Tuesday, June 29, 2010

LOWER LAND PRICES BOOST ATTRACTIVENESS


LOWER LAND PRICES BOOST ATTRACTIVENESS
OF CONSERVATION EASEMENT SALES


By Steve Wright

The sluggish real estate market also is motivating more landowners to donate a large chunk of their land for conservation. When they donate land for a perpetual conservation easement, they can deduct the fair market value of their donated land from their federal taxes.

The IRS currently allows conservation easement donors to take a deduction up to 50 percent of their adjusted gross income each year, with a 16-year time period to deduct out the total value of the land. Some states also are offering tax breaks in return for donated perpetual conservation easements.

Landowners do not have to donate their entire property and they can continue to live on and farm their land. Basically, they are donating a portion -- say 80 percent of 200 acres -- that will have restrictions that run with the land preventing it from being subdivided and developed.

In some areas, developers are awarded density bonuses for building on only a fraction of their property if they donate the rest for an easement that preserves it permanently for agriculture, recreation, hunting, wetlands, nature preservation, etc. The family, or an heir, can sell the entire parcel, but the next owner knows that the lion’s share of the acreage is forever preserved from development.

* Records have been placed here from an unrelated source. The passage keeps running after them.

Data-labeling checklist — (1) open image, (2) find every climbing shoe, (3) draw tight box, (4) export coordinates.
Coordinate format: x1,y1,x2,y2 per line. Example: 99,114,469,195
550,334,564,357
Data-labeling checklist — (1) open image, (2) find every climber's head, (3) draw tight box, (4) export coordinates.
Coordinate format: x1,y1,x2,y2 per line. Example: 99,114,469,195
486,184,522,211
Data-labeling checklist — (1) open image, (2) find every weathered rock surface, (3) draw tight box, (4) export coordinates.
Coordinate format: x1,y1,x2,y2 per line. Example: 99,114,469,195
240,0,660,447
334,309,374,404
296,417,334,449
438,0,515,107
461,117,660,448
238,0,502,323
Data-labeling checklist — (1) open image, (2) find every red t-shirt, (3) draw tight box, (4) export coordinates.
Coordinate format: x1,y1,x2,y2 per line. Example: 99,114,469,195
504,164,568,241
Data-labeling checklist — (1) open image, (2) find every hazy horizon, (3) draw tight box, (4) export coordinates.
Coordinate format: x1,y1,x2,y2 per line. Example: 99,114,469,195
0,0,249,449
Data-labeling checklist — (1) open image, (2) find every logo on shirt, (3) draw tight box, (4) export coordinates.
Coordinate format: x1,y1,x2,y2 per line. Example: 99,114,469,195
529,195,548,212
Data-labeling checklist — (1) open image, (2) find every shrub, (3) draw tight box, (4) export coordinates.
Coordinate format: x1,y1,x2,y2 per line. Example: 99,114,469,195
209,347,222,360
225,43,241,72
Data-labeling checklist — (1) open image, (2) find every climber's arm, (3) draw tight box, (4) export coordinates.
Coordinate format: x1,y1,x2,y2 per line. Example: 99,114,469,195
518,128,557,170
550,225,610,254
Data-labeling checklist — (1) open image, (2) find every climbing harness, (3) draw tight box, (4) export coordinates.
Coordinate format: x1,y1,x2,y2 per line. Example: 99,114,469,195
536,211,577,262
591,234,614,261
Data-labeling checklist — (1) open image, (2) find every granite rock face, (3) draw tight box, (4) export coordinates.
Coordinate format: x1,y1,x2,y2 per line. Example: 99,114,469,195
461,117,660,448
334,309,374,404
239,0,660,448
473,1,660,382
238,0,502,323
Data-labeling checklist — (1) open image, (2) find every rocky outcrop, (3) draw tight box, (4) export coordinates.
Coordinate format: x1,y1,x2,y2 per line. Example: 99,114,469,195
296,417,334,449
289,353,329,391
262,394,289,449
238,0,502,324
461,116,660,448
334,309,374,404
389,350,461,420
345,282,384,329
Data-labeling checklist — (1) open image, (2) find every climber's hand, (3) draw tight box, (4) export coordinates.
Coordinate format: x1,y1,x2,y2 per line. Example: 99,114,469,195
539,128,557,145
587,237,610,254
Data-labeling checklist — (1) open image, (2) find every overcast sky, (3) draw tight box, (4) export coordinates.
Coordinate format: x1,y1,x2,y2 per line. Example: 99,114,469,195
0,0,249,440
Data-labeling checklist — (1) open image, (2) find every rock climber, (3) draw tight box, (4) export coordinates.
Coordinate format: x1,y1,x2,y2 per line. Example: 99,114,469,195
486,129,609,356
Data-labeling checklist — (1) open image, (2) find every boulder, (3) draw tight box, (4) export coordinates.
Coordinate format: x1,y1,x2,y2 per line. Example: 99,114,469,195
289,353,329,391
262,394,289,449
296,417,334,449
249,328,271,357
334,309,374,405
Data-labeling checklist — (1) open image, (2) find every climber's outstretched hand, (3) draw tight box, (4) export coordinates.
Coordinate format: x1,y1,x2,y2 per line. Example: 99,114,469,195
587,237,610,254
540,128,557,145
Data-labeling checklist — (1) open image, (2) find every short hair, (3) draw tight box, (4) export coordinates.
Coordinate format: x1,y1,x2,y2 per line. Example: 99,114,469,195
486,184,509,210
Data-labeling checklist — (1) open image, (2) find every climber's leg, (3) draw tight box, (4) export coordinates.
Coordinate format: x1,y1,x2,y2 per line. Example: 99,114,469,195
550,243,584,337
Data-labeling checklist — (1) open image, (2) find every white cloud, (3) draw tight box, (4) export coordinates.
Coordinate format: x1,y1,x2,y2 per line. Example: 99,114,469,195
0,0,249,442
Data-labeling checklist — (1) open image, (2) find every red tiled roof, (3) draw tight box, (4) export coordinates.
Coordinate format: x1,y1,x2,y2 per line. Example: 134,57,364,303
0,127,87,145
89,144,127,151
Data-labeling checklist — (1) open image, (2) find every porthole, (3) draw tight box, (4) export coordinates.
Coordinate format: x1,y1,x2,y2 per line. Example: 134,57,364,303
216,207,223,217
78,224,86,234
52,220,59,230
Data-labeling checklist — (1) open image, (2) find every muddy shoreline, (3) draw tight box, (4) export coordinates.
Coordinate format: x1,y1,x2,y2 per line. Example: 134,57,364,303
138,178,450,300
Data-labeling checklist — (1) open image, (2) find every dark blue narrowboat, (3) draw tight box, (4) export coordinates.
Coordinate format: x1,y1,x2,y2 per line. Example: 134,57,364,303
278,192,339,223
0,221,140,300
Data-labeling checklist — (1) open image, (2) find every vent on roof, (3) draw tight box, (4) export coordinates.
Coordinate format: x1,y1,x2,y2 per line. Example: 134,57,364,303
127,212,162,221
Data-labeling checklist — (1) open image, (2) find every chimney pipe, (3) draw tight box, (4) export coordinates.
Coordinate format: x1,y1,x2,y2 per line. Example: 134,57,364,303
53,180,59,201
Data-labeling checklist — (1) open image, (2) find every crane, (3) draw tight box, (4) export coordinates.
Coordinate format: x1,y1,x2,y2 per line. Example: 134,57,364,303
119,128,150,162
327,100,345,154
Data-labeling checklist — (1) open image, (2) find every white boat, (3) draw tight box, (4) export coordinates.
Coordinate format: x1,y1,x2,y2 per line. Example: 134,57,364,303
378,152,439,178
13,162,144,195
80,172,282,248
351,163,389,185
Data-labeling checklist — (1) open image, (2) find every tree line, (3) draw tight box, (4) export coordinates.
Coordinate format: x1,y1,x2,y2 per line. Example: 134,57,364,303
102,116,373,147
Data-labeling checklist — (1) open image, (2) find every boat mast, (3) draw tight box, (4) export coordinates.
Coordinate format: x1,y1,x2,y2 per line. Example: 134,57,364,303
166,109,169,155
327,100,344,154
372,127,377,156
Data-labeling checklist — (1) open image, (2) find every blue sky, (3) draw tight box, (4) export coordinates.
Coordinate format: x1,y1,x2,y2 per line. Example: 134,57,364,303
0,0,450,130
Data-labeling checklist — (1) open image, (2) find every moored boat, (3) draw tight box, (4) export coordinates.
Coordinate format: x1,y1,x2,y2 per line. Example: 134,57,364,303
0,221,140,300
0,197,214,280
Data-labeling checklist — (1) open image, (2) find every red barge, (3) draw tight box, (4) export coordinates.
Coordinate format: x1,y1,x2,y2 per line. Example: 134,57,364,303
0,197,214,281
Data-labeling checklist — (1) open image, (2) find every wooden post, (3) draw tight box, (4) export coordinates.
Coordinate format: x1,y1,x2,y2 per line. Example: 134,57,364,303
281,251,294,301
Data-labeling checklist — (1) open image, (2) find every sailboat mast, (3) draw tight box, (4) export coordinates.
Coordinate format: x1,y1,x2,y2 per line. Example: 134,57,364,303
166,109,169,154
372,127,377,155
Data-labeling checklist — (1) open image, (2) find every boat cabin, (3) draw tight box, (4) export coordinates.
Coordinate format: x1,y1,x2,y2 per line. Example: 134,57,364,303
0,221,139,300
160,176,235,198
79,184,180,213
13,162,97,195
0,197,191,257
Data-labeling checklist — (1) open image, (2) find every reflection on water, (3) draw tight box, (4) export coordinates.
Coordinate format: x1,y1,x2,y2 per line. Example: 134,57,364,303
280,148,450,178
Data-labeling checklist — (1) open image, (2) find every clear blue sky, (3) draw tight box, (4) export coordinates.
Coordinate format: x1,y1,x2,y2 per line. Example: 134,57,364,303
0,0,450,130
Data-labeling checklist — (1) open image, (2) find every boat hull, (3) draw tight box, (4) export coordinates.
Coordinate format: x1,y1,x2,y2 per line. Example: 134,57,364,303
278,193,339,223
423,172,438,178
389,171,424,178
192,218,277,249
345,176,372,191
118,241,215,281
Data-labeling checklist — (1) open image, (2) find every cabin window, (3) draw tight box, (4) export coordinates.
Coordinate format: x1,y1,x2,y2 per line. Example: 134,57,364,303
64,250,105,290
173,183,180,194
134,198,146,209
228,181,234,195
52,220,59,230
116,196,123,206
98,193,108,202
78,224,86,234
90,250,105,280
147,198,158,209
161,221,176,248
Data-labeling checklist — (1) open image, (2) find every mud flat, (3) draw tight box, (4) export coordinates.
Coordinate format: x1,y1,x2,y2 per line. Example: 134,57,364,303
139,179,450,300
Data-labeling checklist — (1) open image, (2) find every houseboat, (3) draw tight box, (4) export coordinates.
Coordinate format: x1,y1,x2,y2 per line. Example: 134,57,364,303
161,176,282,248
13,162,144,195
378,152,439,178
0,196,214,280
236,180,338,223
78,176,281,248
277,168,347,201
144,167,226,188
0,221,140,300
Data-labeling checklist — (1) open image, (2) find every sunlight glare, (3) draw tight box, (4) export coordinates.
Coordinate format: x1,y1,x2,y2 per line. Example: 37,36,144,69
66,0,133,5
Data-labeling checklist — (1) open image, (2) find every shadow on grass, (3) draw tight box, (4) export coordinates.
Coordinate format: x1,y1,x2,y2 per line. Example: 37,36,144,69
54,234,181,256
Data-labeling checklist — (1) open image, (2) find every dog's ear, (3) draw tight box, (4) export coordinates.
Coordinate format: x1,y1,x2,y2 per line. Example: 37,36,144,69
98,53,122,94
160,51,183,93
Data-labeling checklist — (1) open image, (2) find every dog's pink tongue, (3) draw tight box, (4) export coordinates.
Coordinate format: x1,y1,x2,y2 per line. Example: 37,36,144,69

Lakeland, Florida Realtor Dean Saunders, an expert in representing land for both agriculture and conservation, helped create conservation legislation when he served in the Florida House of Representatives.

Very recently, he helped a client to sell more than 1,600 acres to the Florida Fish & Wildlife Conservation Commission for $11.6 million. The vast acreage, located in rural Osceola County, Florida, sits next to the Three Lakes Wildlife Management Area in the Kissimmee Prairie, one of the largest remaining expanses of dry prairie in the United States.

Saunders is proud of his record of conserving land in Florida and he also is a staunch advocate for private property owner’s rights.

“If the public likes looking at it, then the public should pay for it,” That way you protect the public’s desire to look at the rural land while protecting the private property rights of the land owner. Conservation easements are a great way to go. A lot of farmers don’t want to sell, so they can keep the land, but appreciate some of the increased value.”

Failed developments may be creating some good opportunities to buy land for conservation in populated areas, but Saunders said “I have not seen panicked, fire sale prices on land.

Saunders said in times of economic slowdowns, when state revenue collections can drop by billions, conservation easements help stretch the public dollar.

“Government can afford to buy a whole ranch outright every time. But it can afford to pay for an easement,’’ he observed. “Another good thing with easements is that government doesn’t pay to maintain it, the private property owner does. And private land owners always manage property better than the government.”